- • Introduction
- • Overview of molecular mechanisms explaining the association of inflammation and oxidative stress in the vessel wall
- • Regulatory mechanisms of interactions between oxidative stress and inflammation
- • Overview of molecular mechanisms explaining the association of inflammation and oxidative stress in adipose tissues
- • Conclusions
The initial event in atherogenesis is the increased transcytosis of low density lipoprotein, and its subsequent deposition, retention and modification in the subendothelium. It is followed by the infiltration of activated inflammatory cells from the coronary circulation into the arterial wall. There they secrete reactive oxygen species (ROS) and produce oxidized lipoproteins capable of inducing endothelial cell apoptosis, and thereby plaque erosion. Activated T lymphocytes, macrophages and mast cells, accumulate in the eroded plaque where they secrete a variety of proteases capable of inducing degradation of extracellular proteins, thereby rendering the plaques more prone to rupture.
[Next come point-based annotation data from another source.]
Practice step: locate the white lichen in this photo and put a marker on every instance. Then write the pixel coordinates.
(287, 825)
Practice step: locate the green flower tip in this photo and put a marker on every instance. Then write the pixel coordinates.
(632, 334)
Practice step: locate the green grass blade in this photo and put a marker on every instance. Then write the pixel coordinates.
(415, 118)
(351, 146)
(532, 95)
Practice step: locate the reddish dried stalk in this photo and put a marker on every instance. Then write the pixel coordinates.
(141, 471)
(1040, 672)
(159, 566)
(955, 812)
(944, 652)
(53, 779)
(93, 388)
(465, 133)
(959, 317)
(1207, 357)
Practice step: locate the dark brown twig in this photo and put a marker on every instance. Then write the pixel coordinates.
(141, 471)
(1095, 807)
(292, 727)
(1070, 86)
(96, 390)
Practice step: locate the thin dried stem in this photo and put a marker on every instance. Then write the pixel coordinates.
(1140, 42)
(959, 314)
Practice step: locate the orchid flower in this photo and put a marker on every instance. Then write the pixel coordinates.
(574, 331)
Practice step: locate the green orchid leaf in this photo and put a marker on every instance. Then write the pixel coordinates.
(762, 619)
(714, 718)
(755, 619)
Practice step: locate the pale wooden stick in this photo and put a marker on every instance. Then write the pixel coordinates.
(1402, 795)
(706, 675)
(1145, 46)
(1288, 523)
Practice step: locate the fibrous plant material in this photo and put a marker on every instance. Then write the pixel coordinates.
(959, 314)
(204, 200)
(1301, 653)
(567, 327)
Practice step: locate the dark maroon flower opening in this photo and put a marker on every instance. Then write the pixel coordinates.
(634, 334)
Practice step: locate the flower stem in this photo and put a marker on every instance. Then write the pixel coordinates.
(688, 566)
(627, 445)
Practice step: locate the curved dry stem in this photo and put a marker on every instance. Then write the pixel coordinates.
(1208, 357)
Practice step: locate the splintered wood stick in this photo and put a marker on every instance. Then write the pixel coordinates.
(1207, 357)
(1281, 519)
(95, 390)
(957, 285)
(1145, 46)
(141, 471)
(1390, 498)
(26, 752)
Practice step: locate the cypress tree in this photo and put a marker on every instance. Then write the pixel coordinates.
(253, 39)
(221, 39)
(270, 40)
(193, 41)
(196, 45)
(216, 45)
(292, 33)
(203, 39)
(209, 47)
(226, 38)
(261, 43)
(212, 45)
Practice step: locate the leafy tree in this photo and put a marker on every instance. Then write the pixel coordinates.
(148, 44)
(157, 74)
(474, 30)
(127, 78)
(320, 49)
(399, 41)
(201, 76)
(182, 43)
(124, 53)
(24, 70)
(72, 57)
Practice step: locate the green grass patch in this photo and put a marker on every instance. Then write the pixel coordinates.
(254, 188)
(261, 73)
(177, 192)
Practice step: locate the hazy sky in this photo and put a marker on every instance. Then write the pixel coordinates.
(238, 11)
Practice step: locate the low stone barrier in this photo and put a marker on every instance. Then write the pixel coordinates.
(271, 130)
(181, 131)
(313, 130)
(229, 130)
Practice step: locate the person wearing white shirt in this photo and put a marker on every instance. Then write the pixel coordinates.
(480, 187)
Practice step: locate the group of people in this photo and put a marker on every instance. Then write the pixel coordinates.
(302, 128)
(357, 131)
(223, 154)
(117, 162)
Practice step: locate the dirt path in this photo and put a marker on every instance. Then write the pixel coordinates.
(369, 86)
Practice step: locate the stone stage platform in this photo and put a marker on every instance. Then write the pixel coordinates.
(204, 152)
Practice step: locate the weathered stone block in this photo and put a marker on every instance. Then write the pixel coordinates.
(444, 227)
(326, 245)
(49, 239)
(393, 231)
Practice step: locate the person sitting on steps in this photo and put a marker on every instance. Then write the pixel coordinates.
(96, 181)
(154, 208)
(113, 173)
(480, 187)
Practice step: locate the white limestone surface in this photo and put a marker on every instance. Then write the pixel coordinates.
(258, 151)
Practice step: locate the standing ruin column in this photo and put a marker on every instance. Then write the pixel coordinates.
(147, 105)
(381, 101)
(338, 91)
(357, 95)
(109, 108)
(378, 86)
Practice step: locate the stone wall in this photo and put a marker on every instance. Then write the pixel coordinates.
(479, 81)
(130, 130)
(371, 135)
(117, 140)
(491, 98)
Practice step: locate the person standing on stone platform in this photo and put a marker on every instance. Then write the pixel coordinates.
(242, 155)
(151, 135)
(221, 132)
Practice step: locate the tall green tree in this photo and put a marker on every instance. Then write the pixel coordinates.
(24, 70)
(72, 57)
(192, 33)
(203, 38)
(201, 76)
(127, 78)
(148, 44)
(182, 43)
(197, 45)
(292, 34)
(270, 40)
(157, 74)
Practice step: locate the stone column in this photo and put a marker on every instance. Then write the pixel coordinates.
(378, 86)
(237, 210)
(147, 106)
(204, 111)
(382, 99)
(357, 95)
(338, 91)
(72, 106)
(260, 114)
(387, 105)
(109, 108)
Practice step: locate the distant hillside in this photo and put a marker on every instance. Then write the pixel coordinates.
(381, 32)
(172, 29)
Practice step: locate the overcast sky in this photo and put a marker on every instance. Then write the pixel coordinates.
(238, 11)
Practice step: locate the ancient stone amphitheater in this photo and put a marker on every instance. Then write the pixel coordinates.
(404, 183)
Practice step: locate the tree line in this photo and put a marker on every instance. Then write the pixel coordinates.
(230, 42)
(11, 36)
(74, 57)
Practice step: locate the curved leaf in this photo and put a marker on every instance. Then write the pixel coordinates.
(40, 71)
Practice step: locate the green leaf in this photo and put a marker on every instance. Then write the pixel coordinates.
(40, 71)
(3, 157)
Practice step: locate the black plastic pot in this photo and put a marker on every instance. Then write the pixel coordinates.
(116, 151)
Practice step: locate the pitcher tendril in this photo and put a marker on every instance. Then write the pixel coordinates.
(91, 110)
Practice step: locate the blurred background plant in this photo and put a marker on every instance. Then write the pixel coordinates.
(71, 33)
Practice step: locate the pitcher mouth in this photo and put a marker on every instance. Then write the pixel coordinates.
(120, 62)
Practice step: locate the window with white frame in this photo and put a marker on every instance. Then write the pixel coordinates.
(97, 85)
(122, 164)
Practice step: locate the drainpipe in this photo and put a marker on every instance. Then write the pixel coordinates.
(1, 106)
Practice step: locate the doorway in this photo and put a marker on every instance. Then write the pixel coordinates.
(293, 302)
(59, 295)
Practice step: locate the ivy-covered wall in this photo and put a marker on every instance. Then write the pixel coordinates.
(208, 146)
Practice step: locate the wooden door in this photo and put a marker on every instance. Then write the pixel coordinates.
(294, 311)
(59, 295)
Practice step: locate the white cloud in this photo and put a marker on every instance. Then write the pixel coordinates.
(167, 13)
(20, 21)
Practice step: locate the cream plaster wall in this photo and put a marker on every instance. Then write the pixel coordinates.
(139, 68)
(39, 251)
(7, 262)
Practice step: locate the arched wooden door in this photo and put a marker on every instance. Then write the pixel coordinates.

This review summarizes the recent advancements in the understanding of the roles of ROS and oxidized lipoproteins in the activation of inflammatory cells and inducing signalling pathways related to cell death and apoptosis. In addition, it presents evidence that this vicious circle between oxidative stress and inflammation does not only occur in the diseased arterial wall, but also in adipose tissues. There, oxidative stress and inflammation impair adipocyte maturation resulting in defective insulin action and adipocytokine signalling. The latter is associated with increased infiltration of inflammatory cells, loss of anti-oxidant protection and cell death in the arterial wall.